Background:

The serum-and-glucocorticoid-inducible-kinase-1 (SGK1) is ubiquitously expressed and under genomic control by cell stress, hormones and further mediators. A most powerful stimulator of SGK1 expression is transforming growth factor TGFß1. SGK1 is activated by insulin and growth factors via phosphatidylinositol-3-kinase and the 3-phosphoinositide dependent kinase PDK1. As shown recently, SGK1 increases the store operated Ca²⁺ entry (SOCE), which is accomplished by the pore forming ion channel unit Orai. Most recent observations further revealed that SGK1 plays a critical role in the regulation of fertility. SGK1 is upregulated in the luminal epithelium of women with unexplained infertility but downregulated in decidualizing stromal cells of patients with recurrent pregnancy loss.

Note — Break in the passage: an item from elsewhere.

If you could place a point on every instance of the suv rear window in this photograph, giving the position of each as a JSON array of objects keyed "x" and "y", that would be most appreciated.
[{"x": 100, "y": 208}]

The present study explored whether Orai1 is expressed in endometrium and sensitive to regulation by SGK1 and/or TGFß1.

Methods:

Orai1 protein abundance was determined by Western blotting and SOCE by Fura-2 fluorescence.

Results:

Orai1 is expressed in human endometrium and in human endometrial Ishikawa cells. Orai1 expression and SOCE in Ishikawa cells are increased by transfection with constitutively active ^S422DSGK1 but not by transfection with inactive ^K127NSGK1. The difference of SOCE between ^S422DSGK1 and ^K127NSGK1 transfected cells was virtually abrogated in the presence of Orai1 inhibitor 2-aminoethoxydiphenyl borate (2-APB, 10 µM). Similar to ^S422DSGK1 transfection TGFß1 treatment upregulated both, Orai1 protein abundance and SOCE.

Conclusions:

Orai1 is expressed in human endometrium and is up-regulated by SGK1 and TGFß1. The present observations thus uncover a novel element in SGK1 sensitive regulation of endometrial cells.